The problem: Compliance OR completeness?
Please note that this document is still a work in progress.
1. Introduction
Companies are doing their best to avoid hefty fines and costly lawsuits. This usually leads to an internal tug-of-war because legal compliance limitations and data completeness requirements are opposing forces.
Unfortunately, the conflict between the legal department and other business units usually results in subpar data and causes huge issues for tools and use cases.
2. Tug of war between legal and business units
Privacy and data rules and regulations like the examples below limit the creation and use of user-related or personally identifiable information (PII).
- General Data Protection Regulation (GDPR) in the EU
- California Consumer Privacy Act in California, USA
- Personal Information Protection ED Act (PIPEDA) in Canada
Typically, legal departments push for scarce use of user-related data while business units want as much data as possible, especially in the age of AI.
Not only does this struggle tie up a lot of resources, it’s also never-ending and should therefore be avoided at all cost.

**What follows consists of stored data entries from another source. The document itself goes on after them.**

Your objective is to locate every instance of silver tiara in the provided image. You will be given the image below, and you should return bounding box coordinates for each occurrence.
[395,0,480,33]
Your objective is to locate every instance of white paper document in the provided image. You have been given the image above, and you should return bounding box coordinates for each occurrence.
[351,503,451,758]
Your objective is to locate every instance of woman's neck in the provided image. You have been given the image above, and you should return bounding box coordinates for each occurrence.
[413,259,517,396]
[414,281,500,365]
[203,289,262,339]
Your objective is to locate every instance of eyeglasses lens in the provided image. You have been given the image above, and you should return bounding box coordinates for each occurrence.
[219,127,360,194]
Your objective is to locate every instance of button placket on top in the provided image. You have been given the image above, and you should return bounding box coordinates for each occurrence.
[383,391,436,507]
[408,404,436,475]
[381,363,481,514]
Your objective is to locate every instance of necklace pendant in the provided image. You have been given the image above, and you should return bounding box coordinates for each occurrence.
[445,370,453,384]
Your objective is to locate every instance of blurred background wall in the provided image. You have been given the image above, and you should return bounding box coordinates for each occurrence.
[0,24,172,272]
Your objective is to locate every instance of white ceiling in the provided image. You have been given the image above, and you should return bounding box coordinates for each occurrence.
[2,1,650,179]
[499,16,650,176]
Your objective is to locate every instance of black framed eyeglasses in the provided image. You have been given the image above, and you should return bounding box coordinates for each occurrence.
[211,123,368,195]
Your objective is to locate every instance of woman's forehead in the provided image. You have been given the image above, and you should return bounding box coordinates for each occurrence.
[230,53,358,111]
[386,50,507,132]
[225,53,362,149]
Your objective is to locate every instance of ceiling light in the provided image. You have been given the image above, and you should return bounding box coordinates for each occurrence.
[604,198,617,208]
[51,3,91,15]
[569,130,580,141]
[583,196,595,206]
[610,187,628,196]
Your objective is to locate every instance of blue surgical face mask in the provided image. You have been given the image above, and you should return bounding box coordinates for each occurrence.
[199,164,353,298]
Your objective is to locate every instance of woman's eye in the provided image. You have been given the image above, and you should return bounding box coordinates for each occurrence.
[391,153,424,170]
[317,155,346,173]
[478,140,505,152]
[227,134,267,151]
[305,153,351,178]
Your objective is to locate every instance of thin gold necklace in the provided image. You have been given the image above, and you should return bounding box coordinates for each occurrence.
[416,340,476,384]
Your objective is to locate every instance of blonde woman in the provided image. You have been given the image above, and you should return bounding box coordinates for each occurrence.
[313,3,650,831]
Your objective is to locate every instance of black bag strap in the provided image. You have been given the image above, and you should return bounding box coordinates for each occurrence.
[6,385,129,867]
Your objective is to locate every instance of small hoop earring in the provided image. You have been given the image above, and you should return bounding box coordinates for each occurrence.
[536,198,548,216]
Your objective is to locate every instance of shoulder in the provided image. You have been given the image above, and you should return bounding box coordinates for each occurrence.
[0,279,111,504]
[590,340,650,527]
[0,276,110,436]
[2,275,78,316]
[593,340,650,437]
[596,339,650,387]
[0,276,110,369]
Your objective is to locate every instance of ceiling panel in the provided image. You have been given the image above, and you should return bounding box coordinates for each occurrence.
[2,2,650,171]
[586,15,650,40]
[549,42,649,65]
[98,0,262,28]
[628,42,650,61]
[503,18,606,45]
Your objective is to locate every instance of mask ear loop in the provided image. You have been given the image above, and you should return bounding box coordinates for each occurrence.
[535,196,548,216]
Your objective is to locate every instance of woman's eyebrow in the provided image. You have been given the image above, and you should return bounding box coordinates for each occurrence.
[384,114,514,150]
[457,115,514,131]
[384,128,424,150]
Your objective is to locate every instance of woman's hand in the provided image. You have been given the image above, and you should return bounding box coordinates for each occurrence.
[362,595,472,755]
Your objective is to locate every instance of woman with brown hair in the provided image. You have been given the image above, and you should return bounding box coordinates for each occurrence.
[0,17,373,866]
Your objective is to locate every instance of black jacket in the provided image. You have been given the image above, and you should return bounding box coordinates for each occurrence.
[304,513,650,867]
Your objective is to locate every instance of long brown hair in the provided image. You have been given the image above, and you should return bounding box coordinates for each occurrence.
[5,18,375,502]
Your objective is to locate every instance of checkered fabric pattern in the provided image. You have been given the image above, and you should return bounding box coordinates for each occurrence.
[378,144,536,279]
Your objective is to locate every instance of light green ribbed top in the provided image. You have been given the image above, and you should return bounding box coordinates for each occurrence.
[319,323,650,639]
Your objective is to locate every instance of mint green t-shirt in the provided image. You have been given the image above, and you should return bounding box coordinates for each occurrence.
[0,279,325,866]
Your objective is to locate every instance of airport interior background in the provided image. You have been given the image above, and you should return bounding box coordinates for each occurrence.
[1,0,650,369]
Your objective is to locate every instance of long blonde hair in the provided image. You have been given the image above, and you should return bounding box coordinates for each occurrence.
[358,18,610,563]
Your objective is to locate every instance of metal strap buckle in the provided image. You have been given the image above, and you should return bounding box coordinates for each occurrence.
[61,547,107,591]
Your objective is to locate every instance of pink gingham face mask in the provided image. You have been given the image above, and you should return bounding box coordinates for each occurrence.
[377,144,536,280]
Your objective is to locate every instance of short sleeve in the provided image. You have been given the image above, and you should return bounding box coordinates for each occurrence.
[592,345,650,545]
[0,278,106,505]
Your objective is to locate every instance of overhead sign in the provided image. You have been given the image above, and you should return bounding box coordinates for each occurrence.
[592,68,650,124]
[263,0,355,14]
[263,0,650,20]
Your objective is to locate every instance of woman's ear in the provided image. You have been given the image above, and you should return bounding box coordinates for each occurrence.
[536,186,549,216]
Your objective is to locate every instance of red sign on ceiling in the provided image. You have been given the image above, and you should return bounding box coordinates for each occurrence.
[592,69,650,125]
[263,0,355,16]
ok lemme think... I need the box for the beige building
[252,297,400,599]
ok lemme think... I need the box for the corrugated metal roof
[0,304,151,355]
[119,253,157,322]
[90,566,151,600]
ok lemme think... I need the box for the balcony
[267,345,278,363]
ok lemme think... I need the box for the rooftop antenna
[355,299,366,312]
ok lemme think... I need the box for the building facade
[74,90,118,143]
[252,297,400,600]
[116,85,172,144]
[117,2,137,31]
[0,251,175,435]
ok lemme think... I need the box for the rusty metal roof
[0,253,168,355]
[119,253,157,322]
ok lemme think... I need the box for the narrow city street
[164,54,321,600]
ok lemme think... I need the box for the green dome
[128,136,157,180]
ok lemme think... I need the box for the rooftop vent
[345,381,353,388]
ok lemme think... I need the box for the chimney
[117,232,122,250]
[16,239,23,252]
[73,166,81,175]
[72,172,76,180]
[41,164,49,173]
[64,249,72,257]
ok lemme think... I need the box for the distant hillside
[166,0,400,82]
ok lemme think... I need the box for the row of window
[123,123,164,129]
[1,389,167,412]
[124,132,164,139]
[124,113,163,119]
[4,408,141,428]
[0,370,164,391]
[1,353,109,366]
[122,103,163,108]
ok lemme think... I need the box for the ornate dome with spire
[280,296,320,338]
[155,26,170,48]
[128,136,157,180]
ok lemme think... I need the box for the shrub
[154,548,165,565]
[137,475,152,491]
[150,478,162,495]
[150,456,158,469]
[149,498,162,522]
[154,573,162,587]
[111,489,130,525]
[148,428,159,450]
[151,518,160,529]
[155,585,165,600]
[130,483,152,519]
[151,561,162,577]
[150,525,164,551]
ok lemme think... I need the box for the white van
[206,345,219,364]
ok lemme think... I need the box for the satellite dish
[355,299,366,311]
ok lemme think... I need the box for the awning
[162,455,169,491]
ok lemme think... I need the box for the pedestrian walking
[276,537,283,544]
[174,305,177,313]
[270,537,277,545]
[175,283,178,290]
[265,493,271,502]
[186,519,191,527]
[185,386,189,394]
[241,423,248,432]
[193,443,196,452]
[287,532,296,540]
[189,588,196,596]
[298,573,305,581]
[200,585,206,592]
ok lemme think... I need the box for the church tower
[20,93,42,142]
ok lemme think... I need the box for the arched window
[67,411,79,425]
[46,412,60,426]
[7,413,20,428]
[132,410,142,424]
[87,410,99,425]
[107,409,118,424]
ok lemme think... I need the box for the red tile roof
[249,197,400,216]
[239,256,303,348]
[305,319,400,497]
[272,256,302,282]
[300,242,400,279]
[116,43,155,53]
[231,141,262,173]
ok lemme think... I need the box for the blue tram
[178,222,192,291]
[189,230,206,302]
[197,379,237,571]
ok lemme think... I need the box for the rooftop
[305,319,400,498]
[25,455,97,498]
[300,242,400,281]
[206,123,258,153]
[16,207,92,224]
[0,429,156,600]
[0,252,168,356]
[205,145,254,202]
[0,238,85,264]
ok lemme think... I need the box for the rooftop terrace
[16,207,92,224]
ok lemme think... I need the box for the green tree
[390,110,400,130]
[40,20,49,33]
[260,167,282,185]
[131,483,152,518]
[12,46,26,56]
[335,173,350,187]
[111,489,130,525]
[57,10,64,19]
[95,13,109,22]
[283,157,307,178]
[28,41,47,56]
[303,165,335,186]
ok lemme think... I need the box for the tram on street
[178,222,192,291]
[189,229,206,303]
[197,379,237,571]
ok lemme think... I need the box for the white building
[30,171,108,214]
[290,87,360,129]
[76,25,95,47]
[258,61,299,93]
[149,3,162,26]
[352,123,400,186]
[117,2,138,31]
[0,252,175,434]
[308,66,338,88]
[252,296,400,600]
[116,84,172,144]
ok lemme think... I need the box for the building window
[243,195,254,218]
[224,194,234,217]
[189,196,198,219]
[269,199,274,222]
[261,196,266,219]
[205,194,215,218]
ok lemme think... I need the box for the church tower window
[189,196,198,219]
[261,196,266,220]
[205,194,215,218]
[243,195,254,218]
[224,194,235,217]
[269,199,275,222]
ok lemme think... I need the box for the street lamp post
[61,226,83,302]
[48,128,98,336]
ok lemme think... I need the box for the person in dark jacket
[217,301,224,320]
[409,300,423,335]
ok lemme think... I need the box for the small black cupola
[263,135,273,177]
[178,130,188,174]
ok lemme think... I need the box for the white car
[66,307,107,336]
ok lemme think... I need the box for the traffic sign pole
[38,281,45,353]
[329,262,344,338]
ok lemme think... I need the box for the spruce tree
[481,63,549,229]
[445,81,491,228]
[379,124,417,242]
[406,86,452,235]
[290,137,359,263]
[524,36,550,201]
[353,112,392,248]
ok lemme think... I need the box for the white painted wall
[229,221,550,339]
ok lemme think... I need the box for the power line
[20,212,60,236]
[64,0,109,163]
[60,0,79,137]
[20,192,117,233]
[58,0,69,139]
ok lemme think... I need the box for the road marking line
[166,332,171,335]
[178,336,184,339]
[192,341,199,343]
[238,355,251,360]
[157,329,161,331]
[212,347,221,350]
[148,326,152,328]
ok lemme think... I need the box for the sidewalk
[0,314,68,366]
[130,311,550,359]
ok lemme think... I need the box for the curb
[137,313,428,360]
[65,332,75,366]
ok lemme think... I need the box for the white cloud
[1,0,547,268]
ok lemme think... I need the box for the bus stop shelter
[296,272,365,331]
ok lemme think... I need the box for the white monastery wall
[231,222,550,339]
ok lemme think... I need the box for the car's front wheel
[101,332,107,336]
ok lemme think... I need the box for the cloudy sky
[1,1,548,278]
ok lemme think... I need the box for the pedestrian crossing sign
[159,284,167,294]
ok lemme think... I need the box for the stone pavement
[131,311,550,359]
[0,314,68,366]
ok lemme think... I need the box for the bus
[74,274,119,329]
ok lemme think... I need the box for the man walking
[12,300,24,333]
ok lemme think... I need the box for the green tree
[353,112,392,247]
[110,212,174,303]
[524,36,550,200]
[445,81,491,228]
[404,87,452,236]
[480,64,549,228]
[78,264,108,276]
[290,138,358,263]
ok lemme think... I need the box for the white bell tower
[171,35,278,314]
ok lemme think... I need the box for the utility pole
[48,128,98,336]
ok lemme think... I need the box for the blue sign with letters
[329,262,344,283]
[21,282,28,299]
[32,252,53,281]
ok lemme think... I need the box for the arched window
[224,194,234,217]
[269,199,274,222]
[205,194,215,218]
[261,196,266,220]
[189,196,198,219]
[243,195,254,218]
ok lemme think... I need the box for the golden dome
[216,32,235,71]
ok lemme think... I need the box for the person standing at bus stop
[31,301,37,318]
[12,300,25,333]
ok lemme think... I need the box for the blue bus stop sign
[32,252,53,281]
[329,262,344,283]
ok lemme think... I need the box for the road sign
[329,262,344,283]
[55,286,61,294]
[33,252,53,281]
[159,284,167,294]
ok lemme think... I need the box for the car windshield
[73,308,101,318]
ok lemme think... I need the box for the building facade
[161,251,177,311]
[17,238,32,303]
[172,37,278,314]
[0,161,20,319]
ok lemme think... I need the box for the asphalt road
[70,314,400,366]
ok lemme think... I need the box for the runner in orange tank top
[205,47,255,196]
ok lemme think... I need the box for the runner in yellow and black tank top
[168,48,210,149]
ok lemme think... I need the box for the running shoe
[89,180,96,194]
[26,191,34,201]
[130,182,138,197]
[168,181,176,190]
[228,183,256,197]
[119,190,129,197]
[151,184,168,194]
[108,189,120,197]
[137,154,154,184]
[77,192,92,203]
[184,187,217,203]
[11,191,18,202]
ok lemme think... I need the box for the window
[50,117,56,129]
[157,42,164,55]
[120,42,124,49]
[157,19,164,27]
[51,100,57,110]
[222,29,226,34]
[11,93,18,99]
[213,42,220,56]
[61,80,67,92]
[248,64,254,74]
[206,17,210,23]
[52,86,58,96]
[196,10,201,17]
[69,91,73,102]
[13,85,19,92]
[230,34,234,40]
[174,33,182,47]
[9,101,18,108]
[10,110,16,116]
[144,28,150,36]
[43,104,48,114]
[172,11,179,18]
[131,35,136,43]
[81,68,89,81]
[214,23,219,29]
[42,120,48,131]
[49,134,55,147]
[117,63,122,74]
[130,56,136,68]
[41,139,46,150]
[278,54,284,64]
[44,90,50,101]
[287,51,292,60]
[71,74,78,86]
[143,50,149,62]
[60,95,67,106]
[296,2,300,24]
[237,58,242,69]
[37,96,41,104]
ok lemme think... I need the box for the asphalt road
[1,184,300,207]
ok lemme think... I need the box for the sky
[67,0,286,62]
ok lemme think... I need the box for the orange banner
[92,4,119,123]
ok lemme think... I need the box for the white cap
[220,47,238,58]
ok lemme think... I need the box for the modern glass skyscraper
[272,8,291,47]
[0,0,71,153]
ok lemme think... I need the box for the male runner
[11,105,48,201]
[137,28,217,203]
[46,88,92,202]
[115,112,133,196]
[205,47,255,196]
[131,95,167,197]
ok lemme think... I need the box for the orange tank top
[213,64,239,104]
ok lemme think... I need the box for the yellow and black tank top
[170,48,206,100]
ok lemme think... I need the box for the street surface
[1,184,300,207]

But it also negatively affects the data itself.
3. Data erosion: What’s that?
In an ideal world, companies would have data that fully represents every aspect of their entire business and everyone interacting with it, or in other words, the data would be complete.
However, there are legal, technological, and resource limitations that typically decrease the data’s completeness. The difference between the complete data and the actual data, regardless of the reason why, is data that has eroded.
The various reasons and types of data erosion are discussed below, but it is important to understand that data erosion can mean that data is completely missing, or that individual data points don’t exist or contain incomplete values.
We also distinguish between two types of data erosion:
- Steady tidal erosion occurs when you end up with incomplete data due to compliance requirements.
- Sudden flooding erosion occurs when you lose non-compliant data due to a sudden event like an audit.
4. What data is vulnerable to erosion?
It is important to understand what data triggers the tug of war mentioned above. Generally speaking, any data that can potentially be tied to an individual user (or the user’s device) poses a compliance risk.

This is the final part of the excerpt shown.